Some board games also evolve internally, or are adapted and developed by others, in the same way that features from operating systems, browsers, and word processors develop in-house or by building on the competition. Games move online, mechanics from other games make their way into existing ones (like the latest versions of Risk), or other companies make competing but better products.

So why did Hasbro update Risk, but leave Monopoly's rules alone? Why are we still playing the same Chess, Scrabble, and Battleship, when, with rare exception due to compatibility, no one uses computer applications that are older than ten years? Sure, evolution leads to a numerous dead-ends for every viable step forward, but nonetheless there are steps forward.

I don't think it's just bad marketing. I don't think it's just a monopoly on the toy shelf.

Many games are bought for other than entertainment purposes: ritual games (like Snakes and Ladders and Mancala), keepsake games (like Monopoly version XYZ), pretty games (like Chess sets).

Also, there is a perception that "new" games are only niche products. Yet, 38 of the top 100 games at Amazon are "new" games, counting various Scene-It's, Cranium's, and Killer Bunnies expansions (and Settlers of Catan and expansion, Race for the Galaxy, Blokus, Puerto Rico, Power Grid, Dominion and Dominion Intrigue, Lost Cities, Carcassonne and expansion, Wits and Wagers, and others).

Of the remaining games, many of them are new licenses for older games (like Spongebob Squarepants Operation, or Beatles Monopoly); a licensed game is bought for its toy value, not its game value. They don't really count.

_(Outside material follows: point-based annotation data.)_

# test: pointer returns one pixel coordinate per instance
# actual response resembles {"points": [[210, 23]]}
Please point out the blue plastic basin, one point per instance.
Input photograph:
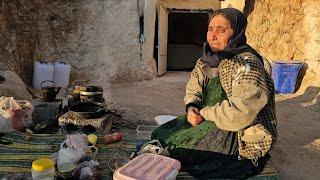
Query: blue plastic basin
{"points": [[284, 74]]}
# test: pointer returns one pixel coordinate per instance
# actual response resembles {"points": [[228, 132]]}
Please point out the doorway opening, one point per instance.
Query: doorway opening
{"points": [[186, 36]]}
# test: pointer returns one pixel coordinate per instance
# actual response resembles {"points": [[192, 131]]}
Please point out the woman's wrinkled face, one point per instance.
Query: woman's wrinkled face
{"points": [[219, 33]]}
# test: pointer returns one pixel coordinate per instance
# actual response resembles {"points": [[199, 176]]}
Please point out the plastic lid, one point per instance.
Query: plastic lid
{"points": [[287, 62], [42, 164]]}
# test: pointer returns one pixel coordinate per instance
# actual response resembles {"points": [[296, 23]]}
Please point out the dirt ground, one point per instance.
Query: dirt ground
{"points": [[297, 152]]}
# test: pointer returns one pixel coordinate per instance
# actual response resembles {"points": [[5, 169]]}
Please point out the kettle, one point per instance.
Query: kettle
{"points": [[48, 93]]}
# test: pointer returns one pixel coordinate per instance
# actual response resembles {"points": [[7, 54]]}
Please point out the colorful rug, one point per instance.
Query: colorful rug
{"points": [[18, 150]]}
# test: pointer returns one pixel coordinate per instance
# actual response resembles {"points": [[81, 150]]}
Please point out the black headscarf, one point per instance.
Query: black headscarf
{"points": [[238, 42]]}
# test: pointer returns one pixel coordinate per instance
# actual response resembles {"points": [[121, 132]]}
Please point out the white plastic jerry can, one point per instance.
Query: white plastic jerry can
{"points": [[43, 71], [61, 74]]}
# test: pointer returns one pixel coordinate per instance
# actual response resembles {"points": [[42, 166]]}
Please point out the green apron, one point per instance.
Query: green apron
{"points": [[179, 135], [205, 151]]}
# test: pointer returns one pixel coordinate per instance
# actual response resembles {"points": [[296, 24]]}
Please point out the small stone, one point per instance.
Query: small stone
{"points": [[2, 79]]}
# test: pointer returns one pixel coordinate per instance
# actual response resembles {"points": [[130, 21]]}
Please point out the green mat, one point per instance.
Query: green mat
{"points": [[18, 156]]}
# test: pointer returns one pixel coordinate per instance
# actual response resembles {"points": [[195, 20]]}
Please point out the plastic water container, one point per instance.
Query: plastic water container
{"points": [[43, 169], [162, 119], [149, 166], [284, 74], [145, 131], [61, 74], [43, 71]]}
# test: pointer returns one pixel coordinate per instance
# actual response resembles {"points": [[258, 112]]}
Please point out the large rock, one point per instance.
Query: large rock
{"points": [[281, 29], [13, 86]]}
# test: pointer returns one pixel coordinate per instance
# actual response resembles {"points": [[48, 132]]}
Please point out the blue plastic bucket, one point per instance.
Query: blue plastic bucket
{"points": [[285, 75]]}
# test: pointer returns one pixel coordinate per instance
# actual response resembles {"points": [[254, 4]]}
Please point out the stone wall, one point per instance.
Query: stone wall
{"points": [[99, 38], [281, 29]]}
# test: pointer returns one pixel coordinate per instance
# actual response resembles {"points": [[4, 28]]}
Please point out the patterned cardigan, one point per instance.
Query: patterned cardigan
{"points": [[250, 92]]}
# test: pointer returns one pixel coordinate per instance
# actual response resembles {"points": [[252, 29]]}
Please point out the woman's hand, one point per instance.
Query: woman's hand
{"points": [[194, 117]]}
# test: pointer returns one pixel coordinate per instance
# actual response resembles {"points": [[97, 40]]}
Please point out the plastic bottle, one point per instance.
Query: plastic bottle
{"points": [[61, 74], [110, 138], [43, 169], [43, 71]]}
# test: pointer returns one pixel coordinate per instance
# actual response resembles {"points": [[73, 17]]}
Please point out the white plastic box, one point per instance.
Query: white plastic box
{"points": [[43, 71], [61, 74], [149, 167]]}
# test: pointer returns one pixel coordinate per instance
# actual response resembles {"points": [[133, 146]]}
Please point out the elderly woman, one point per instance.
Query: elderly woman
{"points": [[230, 124]]}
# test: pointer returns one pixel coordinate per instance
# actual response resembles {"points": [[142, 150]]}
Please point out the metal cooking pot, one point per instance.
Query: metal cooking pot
{"points": [[48, 93], [87, 110]]}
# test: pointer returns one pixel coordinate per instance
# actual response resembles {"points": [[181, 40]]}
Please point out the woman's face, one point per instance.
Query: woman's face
{"points": [[219, 33]]}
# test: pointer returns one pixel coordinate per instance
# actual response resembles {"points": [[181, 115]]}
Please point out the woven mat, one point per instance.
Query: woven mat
{"points": [[18, 156]]}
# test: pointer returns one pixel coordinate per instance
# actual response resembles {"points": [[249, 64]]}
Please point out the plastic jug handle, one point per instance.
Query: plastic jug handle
{"points": [[58, 89], [46, 81]]}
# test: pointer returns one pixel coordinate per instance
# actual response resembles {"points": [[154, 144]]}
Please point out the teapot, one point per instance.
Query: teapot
{"points": [[48, 93]]}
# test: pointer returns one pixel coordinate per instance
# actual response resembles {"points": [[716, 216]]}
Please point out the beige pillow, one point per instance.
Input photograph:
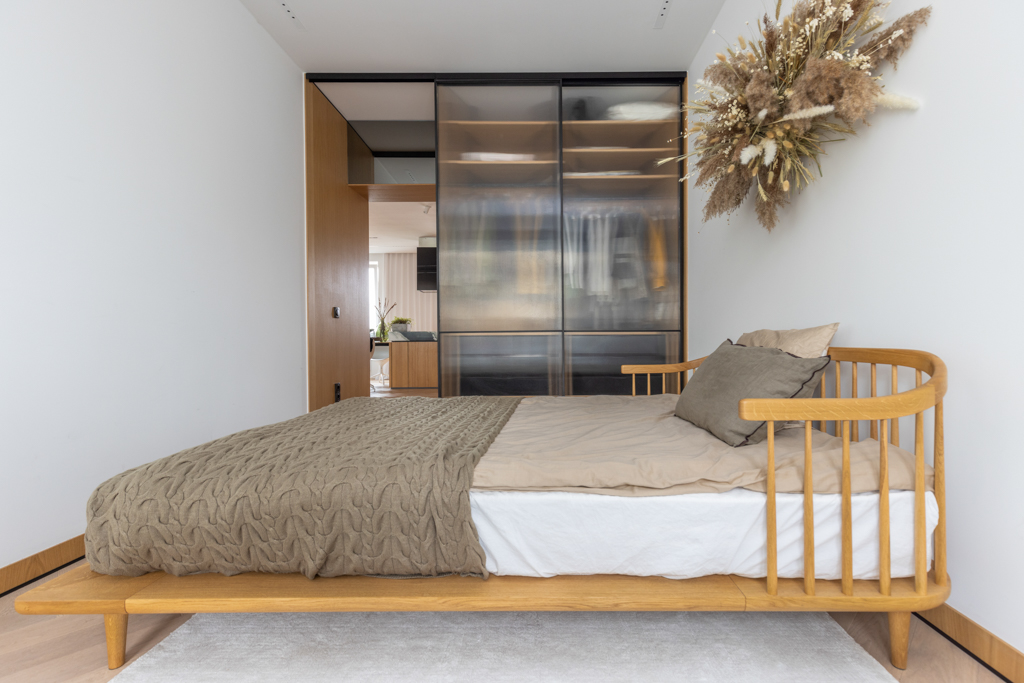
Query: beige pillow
{"points": [[809, 343]]}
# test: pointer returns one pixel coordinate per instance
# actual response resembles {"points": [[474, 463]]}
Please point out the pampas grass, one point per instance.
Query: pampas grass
{"points": [[770, 102]]}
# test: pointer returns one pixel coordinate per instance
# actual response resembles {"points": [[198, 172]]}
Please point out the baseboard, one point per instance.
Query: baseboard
{"points": [[994, 651], [25, 570]]}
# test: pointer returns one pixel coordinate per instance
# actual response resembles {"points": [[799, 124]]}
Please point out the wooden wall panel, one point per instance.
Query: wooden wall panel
{"points": [[337, 259], [423, 365], [49, 559]]}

New games are likewise 32 of the top 100 board games at Target (more party, less strategy games), 26 of the top 100 "games and puzzles" at Walmart, and 24 of the top 100 "games and puzzles" at Kmart. On the other hand, they're only 7 of the top 49 at ToysRUs.com, and 2 (if you push it) of the top 24 at boardgames.com. I think these guys simply don't stock many newer games.

Thirdly, there is a perception that people only play board games to teach kids a social activity that parents or grandparents played when they were younger (doesn't everyone play video games, now?)

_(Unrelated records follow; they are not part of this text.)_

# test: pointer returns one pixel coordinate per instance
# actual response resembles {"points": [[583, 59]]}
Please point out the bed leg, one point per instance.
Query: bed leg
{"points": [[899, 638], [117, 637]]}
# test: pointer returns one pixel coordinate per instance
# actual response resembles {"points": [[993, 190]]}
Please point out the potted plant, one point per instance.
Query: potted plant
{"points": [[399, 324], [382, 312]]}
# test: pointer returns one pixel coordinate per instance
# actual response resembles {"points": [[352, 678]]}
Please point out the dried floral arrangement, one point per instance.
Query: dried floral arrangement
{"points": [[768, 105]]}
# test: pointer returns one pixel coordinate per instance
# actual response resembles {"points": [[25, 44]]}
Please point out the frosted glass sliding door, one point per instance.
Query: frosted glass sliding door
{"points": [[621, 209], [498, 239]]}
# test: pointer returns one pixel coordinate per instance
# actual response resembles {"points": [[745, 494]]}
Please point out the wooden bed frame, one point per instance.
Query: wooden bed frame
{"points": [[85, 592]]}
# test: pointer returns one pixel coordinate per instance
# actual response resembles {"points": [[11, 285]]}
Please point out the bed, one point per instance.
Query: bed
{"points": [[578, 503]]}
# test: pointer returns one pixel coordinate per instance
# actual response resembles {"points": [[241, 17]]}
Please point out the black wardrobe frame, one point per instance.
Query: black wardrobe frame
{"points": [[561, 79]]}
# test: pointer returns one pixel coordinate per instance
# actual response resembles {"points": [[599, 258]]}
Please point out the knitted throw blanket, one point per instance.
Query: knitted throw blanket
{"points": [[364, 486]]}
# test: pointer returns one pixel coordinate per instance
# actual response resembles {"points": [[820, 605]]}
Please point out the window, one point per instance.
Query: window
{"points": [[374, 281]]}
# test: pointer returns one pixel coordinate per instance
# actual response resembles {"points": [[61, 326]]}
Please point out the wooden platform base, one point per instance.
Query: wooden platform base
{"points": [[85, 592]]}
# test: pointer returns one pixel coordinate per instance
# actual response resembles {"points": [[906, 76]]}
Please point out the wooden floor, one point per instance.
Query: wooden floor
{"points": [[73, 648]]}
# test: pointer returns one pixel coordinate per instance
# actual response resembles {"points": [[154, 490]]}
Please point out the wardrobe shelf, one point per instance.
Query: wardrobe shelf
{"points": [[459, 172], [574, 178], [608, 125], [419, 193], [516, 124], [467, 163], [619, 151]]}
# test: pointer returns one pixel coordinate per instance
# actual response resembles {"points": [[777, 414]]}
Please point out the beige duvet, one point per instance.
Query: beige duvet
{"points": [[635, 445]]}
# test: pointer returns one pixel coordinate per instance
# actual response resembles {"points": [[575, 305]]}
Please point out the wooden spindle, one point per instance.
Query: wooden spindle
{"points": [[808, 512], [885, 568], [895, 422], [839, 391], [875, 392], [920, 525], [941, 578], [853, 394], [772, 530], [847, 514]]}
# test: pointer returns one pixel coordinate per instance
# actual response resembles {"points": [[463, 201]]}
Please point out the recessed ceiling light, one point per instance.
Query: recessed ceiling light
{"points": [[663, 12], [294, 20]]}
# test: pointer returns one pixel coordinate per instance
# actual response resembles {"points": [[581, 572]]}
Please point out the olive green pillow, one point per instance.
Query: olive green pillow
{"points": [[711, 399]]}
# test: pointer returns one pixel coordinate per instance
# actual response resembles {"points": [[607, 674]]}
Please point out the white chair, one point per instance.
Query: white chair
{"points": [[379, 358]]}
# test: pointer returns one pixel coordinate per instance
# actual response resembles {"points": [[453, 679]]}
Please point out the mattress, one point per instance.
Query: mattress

That doesn't hold true for music, mostly. It certainly doesn't hold true for video games, though there is a small reactionary movement in that direction. It rarely works for movies, with certain exceptions. It kinda makes some sense for books - there are many great recent books, but we're not going to stop reading Anne of Green Gables or Little House on the Prairie any time soon, I hope.

In other media, if you discount movies shared as rituals or keepsakes (nostalgia), you're left the timeless classics. One therefore hopes that the games that endure are timeless classics.

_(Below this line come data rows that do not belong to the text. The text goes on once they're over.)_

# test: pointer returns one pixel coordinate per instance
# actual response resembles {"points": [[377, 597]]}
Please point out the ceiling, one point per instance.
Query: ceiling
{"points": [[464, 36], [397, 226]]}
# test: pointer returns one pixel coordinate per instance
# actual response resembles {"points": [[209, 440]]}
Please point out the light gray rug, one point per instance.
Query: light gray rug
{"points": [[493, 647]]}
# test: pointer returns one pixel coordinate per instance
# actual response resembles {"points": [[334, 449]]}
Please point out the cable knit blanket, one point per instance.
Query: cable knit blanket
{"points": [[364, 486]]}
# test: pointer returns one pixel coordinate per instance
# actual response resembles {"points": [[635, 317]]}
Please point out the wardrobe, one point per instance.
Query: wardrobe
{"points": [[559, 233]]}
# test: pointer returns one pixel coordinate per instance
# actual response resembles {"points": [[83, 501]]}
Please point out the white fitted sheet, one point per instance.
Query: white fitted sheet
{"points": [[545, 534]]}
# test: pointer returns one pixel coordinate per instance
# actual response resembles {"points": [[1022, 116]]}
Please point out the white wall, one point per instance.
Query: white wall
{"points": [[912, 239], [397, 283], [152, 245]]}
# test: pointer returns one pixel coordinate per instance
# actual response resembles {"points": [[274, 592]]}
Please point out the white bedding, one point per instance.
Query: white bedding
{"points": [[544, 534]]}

In some sense, Chess is a timeless classic. But it's really not more of a timeless classic than the same game on a 10x10 board with two "Prince" pieces on each side. Monopoly is a timeless classic, but there are tons of ways to make it better, and tons of games that build on the concept and make it better.

A large number of people stick with what they know in board games, but not with other things in life: video games, music, movies, clothes, books, and so on. This resistance to evolution is troubling and unnatural.